Sem isonomia tributária, setor da saúde não crescerá, afirma senadora durante visita à Fiesp

Guilherme Abati, Agência Indusnet Fiesp

A senadora Ana Amélia,  do Rio Grande do Sul, foi recebida nesta sexta-feira (06/12) pelo coordenador do Comitê da Cadeia Produtiva da Bioindústria (BioBrasil) e do Comitê da Cadeia Produtiva da Saúde (Comsaúde) da Federação das Indústrias do Estado de São Paulo (Fiesp), Ruy Baumer.
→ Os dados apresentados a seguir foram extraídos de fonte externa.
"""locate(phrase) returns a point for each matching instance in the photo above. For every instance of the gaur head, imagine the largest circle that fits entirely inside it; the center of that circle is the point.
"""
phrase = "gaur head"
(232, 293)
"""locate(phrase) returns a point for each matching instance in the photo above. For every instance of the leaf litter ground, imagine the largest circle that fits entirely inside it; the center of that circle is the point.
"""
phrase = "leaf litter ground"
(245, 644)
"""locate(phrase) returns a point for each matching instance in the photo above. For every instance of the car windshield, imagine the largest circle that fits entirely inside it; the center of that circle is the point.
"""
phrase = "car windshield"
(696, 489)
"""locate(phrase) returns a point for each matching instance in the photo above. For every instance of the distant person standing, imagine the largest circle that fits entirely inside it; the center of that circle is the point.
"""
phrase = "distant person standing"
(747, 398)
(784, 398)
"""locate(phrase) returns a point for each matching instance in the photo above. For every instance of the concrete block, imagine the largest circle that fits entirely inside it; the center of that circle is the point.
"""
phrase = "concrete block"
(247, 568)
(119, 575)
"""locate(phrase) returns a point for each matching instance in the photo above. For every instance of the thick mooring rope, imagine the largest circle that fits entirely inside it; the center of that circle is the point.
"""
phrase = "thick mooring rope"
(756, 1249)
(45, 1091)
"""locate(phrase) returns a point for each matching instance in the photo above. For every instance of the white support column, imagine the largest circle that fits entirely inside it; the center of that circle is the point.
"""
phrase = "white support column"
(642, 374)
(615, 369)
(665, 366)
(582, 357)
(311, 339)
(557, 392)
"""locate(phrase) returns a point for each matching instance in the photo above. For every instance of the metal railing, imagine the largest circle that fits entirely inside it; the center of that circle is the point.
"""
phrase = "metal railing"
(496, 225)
Entre os assuntos discutidos durante o encontro, a necessidade da desoneração tributária para o produto médico-hospitalar brasileiro.

A senadora é uma das congressistas que apoia a criação de um ambiente de isonomia tributária para os produtos médico-hospitalares feitos no Brasil. Atualmente, artigos  importados não pagam tributos quando comprados pelo governo ou por hospitais sem fins lucrativos, enquanto o produto nacional não é isento de tarifas.

No atual modelo, o importado é 19% mais barato que o similar brasileiro.  A proposta da senadora é de também zerar os tributos para o produto nacional, tornando a indústria nacional mais competitiva.

Incentivo ao empreendedor

De acordo com a senadora, o atual modelo é contraditório e estimula o crescimento econômico dos países estrangeiros, ao invés de beneficiar a indústria nacional. A redução da carga tributária estimularia o empreendedor a ampliar a produção, segundo ela.

“Com a desoneração fiscal para o setor, mais empregos seriam gerados e distribuir-se-ia melhor a renda, além de ampliar receita e arrecadação”, afirmou. “Com a carga exagerada, como é a atual, criamos uma atmosfera informal não positiva, estimulando a sonegação e o desvio. Algo bastante nocivo para a economia”, disse a senadora.

Amélia: “Com a desoneração fiscal para o setor, mais empregos seriam gerados e distribuir-se-ia melhor a renda, além de ampliar receita e arrecadação”. Foto: Beto Moussalli/Fiesp

Amélia: “Com a desoneração fiscal, mais empregos seriam gerados”. Foto: Beto Moussalli/Fiesp

 

Segundo Amélia, há atualmente um forte trabalho no Senado para atender a “demanda legítima do setor”. “O setor de saúde quer isonomia, quer a igualdade de tratamento”, explicou. “O correto seria que o produto brasileiro também fosse isento de cobranças”, ressaltou.

Segundo a senadora, a atual política desestimula a indústria brasileira, limitando a agregação de valor e a geração de inovação e emprego. “No momento, o governo tem uma resistência gigantesca de fazer qualquer tipo de desoneração, devido a dificuldades financeiras”, concluiu.